According to an August report obtained by Foreign Policy, the FBI’s counterterrorism division has begun assessing the threat posed to law enforcement officers by so-called “Black Identity Extremists”—a seemingly invented term which FP notes racked up a scant five Google results prior to the FBI’s report.

“The FBI assesses it is very likely Black Identity Extremist (BIE) perceptions of police brutality against African Americans spurred an increase in premeditated, retaliatory lethal violence against law enforcement and will very likely serve as justification for such violence,” the report reads, adding:

The FBI assesses it is very likely incidents of alleged police abuse against African Americans since then have continued to feed the resurgence in ideologically motivated, violent criminal activity within the BIE movement.

Hmm, so what the FBI is saying is that… black people are mad at police abuses against their community? Wow!

The report offers several examples of what it sees as a “BIE,” perhaps most notably Micah Johnson, the shooter responsible for 2016 deaths of five police officers in Dallas. They write:

Based on Johnson’s journal writings and statements to police, he appeared to have been influenced by BIE ideology.

What the FBI authors fail to mention in their report, however, is the long pattern of targeted harassment of black communities done by…the FBI throughout its sordid history. This includes having infamously suggested that Martin Luther King Jr. should kill himself as part of the ongoing COINTELPRO initiative launched in the 1950s, which ushered in the modern era of domestic surveillance in the United States.
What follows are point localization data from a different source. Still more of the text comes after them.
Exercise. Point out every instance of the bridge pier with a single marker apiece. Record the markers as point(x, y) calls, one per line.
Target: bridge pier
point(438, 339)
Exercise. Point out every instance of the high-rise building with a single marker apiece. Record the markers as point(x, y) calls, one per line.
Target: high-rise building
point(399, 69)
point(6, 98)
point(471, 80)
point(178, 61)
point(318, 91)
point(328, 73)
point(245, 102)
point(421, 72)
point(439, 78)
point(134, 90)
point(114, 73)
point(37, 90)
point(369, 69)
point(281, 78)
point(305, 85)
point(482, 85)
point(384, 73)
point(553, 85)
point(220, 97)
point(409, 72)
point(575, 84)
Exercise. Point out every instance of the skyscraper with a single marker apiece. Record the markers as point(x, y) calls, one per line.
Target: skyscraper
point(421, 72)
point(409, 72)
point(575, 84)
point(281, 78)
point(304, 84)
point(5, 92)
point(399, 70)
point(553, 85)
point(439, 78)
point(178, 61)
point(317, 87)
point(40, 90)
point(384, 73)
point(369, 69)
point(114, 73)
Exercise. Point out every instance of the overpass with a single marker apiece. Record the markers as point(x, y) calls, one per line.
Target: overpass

You don’t even have to go back that far, though. In 2015, the FBI flew secret spy planes above protests in Maryland over the death of Freddie Gray at the hands of the Baltimore police (a move it bizarrely justified as “consensual” surveillance). And as recently as last year, prominent members of the Black Lives Matter movement were contacted by FBI officials, who warned them not to attend the 2016 Republican National Convention in Cleveland, Ohio.

Speaking with FP, an unnamed former Department of Homeland Security official pushed back on the FBI’s new terrorist classification.

“This is a new umbrella designation that has no basis,” the onetime official said. “There are civil rights and privacy issues all over this.”

“They are grouping together Black Panthers, black nationalists, and Washitaw Nation,” he added later. “Imagine lumping together white nationals, white supremacists, militias, neo-Nazis, and calling it ‘white identity extremists.’”

In a statement to the magazine, the FBI defended the new designation, saying they “cannot initiate an investigation based solely on an individual’s race, ethnicity, national origin, religion, or the exercise of First Amendment rights.”

Based on the date on its cover, the FBI’s report was released on August 3. Just one week later, a domestic terror attack by a white nationalist would leave one woman dead in Charlottesville, VA.